Apr 06, 2026·8 min read

Import data quality before launch with 3 sample files

Stop guessing about import data quality before launch. Ask new customers for three real files, score gaps, duplicates and naming drift, and fix risks early.

Import data quality before launch with 3 sample files

Why import issues show up late

Most teams test imports with demo files that look tidy because someone on the team made them. The columns are named the way the product expects, dates use one format, and every row has the fields people planned for during development. That kind of file proves the happy path works. It does not prove real customers can get through onboarding.

Customer exports are usually messier.
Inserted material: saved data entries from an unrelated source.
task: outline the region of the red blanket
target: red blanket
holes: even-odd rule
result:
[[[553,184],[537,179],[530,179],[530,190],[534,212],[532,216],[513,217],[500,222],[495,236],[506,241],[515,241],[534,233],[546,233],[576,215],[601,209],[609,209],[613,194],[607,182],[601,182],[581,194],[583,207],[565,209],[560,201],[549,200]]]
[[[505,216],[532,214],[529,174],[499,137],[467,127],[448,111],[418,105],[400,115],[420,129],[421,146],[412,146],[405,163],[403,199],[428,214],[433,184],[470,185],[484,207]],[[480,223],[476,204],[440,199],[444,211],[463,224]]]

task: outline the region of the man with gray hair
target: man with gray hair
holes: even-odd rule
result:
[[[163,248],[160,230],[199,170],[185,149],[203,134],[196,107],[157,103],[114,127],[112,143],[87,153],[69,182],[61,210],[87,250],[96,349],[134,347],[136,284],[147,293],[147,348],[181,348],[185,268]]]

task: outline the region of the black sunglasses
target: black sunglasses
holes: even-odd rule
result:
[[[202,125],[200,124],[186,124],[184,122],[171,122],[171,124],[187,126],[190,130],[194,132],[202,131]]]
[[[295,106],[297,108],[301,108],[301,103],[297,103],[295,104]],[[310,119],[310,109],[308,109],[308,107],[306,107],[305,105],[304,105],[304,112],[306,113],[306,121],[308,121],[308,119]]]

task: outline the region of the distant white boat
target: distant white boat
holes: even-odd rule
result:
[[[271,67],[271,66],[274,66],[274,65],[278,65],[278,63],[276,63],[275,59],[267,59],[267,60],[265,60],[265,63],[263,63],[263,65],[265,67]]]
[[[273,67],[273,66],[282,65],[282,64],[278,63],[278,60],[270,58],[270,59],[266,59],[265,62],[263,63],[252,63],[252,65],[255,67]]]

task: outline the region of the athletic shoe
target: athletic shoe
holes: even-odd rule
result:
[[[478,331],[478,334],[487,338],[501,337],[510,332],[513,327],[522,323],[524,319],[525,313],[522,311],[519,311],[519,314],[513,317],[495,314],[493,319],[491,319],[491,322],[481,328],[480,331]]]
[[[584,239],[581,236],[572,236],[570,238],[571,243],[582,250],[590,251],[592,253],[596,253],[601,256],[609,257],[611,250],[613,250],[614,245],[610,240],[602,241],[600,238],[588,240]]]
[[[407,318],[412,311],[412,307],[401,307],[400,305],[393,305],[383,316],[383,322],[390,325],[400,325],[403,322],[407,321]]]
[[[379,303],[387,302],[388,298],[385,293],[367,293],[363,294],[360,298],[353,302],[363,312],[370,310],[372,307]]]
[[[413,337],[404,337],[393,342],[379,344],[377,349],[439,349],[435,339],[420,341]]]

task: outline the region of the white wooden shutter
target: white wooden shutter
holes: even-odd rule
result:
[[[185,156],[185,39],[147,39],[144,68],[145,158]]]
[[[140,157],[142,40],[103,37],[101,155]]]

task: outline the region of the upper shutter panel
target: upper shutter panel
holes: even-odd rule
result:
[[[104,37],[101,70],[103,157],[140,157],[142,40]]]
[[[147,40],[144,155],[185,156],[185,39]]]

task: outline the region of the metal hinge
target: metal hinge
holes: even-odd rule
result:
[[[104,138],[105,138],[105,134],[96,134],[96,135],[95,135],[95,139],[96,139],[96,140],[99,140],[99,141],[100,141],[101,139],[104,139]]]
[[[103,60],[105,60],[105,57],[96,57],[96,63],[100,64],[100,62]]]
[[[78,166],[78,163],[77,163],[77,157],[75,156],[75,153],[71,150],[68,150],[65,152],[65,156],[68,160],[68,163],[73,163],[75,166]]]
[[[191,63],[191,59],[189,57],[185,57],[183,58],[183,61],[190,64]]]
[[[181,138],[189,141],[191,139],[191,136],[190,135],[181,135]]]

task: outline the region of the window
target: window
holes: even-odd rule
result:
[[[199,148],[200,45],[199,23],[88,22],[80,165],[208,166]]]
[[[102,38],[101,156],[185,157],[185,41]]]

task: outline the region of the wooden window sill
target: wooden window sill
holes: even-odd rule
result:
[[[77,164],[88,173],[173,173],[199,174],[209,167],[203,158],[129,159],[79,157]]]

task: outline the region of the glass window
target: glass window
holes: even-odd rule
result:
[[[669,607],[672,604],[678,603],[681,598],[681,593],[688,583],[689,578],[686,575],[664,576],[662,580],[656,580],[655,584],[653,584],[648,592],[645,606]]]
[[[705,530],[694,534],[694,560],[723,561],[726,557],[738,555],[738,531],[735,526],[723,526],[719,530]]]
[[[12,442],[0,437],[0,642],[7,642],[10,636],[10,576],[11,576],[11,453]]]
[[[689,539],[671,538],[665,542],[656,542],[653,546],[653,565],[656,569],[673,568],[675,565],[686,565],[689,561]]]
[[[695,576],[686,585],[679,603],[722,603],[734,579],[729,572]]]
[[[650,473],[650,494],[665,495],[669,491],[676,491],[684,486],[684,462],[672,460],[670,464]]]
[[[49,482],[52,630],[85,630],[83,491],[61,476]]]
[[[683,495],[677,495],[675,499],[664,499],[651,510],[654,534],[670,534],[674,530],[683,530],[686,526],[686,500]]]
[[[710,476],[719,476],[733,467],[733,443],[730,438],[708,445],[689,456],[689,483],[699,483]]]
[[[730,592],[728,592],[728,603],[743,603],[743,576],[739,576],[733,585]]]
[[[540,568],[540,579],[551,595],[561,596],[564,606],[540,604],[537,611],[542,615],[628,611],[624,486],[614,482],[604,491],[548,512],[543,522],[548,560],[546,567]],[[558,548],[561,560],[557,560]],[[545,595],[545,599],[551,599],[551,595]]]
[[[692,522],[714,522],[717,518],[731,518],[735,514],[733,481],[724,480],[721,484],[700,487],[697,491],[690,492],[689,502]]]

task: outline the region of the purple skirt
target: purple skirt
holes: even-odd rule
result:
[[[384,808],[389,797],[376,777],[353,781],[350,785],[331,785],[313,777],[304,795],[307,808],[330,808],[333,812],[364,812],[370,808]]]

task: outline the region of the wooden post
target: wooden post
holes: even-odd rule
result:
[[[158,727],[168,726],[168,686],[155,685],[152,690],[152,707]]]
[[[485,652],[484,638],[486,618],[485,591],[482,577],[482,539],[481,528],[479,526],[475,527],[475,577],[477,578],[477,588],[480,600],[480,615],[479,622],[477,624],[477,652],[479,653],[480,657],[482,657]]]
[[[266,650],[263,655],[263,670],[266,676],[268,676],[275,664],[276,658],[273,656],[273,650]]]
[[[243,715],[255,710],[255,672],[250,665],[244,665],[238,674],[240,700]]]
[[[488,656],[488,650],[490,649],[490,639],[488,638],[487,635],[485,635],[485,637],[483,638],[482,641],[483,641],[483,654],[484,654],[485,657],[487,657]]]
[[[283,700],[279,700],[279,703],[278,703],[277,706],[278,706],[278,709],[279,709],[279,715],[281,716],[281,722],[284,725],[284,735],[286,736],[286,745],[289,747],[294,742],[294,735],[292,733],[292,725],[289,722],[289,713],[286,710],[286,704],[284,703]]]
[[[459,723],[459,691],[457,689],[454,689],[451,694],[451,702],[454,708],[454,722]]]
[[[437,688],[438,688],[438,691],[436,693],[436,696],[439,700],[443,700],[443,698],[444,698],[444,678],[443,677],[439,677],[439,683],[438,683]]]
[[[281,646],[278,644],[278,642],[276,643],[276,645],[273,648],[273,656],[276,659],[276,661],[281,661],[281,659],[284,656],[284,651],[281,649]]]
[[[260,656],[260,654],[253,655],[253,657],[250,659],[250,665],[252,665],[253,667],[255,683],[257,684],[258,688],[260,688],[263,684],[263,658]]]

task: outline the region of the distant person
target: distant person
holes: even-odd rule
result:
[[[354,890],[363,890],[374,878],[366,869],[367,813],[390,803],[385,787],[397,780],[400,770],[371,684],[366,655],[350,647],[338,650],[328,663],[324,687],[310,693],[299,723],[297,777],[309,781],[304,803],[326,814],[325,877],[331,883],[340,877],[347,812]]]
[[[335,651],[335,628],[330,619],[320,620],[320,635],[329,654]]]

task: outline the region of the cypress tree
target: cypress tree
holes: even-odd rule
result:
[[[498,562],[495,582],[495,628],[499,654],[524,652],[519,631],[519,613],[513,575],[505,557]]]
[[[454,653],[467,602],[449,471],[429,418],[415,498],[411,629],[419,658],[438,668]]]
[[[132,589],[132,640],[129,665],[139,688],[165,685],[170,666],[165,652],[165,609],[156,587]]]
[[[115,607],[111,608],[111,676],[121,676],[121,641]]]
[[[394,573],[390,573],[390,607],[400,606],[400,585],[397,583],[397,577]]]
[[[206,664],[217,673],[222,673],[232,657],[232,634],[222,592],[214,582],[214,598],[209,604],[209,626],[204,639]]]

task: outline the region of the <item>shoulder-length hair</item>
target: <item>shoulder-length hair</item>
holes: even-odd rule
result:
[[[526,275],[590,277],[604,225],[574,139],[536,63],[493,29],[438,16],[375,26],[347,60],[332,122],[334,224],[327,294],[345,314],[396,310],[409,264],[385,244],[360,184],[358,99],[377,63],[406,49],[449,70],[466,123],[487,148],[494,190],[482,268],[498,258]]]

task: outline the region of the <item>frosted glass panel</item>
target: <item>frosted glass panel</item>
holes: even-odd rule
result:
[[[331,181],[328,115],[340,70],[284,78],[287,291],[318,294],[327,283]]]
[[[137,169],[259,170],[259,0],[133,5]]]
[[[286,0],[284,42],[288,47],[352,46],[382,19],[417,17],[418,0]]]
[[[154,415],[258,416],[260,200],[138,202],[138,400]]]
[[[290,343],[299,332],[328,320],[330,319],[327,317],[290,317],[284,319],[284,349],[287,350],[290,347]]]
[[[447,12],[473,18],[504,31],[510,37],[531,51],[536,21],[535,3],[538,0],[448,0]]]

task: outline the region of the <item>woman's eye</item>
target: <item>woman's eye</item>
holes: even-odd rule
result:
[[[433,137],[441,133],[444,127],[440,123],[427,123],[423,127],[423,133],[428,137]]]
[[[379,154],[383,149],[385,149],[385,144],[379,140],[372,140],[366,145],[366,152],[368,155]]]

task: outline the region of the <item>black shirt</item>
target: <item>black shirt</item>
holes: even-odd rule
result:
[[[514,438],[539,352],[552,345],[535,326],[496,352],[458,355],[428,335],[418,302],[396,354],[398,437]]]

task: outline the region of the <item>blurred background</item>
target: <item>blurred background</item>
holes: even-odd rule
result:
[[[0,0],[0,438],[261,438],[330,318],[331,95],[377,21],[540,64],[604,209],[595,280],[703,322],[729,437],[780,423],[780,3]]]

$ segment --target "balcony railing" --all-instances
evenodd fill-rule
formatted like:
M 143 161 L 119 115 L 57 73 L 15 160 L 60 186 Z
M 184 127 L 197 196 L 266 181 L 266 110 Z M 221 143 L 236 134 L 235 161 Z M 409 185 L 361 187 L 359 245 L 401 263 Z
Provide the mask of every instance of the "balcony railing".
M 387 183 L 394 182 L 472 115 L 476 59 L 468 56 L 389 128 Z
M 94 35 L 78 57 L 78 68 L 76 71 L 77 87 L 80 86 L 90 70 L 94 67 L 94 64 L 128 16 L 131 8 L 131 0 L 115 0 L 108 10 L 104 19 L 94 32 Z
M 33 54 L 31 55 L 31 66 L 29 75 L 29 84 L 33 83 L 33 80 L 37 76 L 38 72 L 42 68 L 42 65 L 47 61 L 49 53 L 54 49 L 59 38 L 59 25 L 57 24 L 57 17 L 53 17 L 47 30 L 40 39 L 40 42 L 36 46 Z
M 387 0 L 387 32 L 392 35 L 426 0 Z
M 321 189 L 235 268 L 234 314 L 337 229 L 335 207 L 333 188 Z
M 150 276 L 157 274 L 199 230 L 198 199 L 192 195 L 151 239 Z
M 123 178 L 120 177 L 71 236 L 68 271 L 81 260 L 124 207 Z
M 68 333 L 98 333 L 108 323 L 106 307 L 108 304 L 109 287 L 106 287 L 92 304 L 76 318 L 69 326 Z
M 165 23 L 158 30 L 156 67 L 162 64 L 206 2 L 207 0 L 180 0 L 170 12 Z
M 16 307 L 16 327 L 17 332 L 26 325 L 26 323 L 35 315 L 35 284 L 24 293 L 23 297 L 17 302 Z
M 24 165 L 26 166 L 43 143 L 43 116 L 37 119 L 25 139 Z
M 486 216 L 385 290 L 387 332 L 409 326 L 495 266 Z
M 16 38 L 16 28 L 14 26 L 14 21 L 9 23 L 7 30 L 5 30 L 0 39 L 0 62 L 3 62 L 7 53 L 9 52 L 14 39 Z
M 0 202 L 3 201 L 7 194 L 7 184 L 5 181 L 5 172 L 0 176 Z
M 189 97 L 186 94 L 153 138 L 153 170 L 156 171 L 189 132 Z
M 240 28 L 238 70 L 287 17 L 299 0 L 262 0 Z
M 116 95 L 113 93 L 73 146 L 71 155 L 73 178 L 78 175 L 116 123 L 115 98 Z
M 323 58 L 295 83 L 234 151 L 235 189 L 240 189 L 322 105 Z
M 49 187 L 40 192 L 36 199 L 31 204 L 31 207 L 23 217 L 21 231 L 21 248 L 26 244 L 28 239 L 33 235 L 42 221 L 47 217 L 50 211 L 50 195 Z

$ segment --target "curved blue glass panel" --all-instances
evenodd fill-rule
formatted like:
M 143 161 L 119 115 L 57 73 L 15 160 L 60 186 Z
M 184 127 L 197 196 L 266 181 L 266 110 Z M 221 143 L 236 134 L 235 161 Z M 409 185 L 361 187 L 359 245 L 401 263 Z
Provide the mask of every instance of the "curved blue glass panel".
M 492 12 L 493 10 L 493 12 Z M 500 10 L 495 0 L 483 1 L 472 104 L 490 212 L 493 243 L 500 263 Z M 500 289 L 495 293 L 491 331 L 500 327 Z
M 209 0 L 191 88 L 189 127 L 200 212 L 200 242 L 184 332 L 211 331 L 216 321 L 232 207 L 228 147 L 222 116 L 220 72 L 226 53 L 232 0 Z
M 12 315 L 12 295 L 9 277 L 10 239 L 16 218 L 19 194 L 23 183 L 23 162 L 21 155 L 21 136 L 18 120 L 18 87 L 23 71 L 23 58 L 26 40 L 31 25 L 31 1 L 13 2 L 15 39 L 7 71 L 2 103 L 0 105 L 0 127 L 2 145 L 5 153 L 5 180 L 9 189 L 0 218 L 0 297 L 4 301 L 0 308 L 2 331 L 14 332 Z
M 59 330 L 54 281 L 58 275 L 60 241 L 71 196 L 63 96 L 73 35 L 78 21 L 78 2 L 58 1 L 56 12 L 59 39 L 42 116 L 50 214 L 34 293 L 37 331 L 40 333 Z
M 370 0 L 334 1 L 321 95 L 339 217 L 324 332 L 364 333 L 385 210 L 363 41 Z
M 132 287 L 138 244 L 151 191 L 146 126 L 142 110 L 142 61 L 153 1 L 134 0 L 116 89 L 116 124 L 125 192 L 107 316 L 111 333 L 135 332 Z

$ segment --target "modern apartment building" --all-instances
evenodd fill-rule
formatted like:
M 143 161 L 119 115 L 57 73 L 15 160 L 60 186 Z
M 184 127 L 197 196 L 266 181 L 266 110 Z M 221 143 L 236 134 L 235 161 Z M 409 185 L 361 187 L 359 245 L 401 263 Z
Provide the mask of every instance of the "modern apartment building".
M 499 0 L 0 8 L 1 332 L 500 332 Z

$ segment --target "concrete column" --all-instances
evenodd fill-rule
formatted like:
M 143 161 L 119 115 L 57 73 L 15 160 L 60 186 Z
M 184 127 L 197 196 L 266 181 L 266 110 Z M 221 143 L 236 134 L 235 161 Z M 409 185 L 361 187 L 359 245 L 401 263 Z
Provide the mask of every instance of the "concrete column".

A sales team may send one CSV from an old CRM, another from Excel, and a third pulled from a billing tool. You start seeing blank cells in required fields, old column names like "Company Name" instead of "Account", mixed date formats, duplicate rows, and notes pasted into fields that were supposed to hold clean values.

One broken column can stop the whole process on day one. If the importer expects "email" but the file says "primary_email", or if a required ID column is half empty, the user often cannot move forward without help. What looked like a small mismatch in testing turns into a blocked setup call, a frustrated new customer, and a support ticket that lands with the team right away.

Late fixes are expensive because people make them under pressure. Product and engineering start adding one-off rules for a single customer file, then another rule for the next customer, and soon the import logic gets harder to trust. Support writes workarounds. Success teams ask customers to clean files by hand. Everyone loses time, and the first impression of the product gets worse.

This is why import data quality needs a reality check before launch. A clean demo file can hide the exact problems that matter most: missing columns, duplicate records, and naming drift across exports. Teams usually discover those problems only when a real customer tries to import their own data and expects it to work without a rescue call.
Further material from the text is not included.